"Makarius" <[EMAIL PROTECTED]> wrote:
A remaining hindrance appears to be the slightly strict handling of a sequence of toplevel ML declarations in Alice. This problem can already be reproduced with the 'use' provided by the Alice toplevel. For example: Alice> val a = 1; val b = a + 1; (* works *) File a.ML: val a = 1 Alice> use "a.ML"; val b = a + 1; (* fails, unknown `a' *) Alice> use "a.ML"; \n val b = a + 1; (* works *) The second version fails, because the whole line is compiled before the content of a.ML is evaluated. The third version works again, because the read-eval-print loop happens to treat separate lines of input as units for sequential evaluation (cf. tools/toplevel/TextToplevel.aml).

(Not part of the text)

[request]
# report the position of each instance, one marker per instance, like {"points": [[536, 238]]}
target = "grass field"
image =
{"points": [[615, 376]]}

As far as I understand other ML toplevels (notably Poly/ML), the outermost loop takes care not to read chunks of declarations too eagerly. Thus the natural sequential division of toplevel declarations is maintained.
Your are right. Unfortunately, realising this requires feedback between the compiler's parser and the interactive loop. The current setup in Alice does not support that - each input is just compiled as a component and then evaluated. That is, Compiler.eval is basically just ComponentManager.eval o Compiler.compile.

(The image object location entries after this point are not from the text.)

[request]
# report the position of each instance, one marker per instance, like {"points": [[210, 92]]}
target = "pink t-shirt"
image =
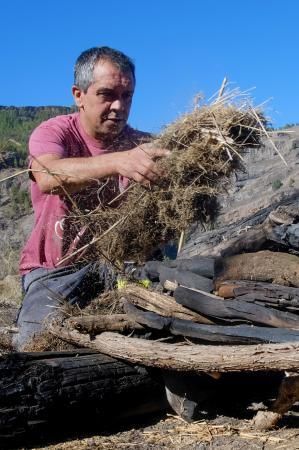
{"points": [[55, 234]]}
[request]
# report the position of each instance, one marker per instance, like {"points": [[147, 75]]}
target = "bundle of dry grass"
{"points": [[206, 146]]}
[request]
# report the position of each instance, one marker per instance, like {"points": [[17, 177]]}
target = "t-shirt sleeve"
{"points": [[46, 139]]}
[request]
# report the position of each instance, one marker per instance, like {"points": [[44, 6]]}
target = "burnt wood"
{"points": [[201, 265], [248, 234], [234, 309], [102, 322], [240, 334], [45, 387], [186, 278]]}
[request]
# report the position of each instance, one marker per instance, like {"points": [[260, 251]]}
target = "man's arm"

The only thing you can do is splitting the input yourself before feeding it to the eval function. A correct implementation would require a rudimentary parser that can distinguish toplevel from nested semicolons. However, I think the following heuristic should be good enough for practical purposes: split the string at every semicolon that is followed only by whitespace in the same line, and where the next line has no initial white space (i.e. is not indented). This can be implemented by a straight-forward string traversal.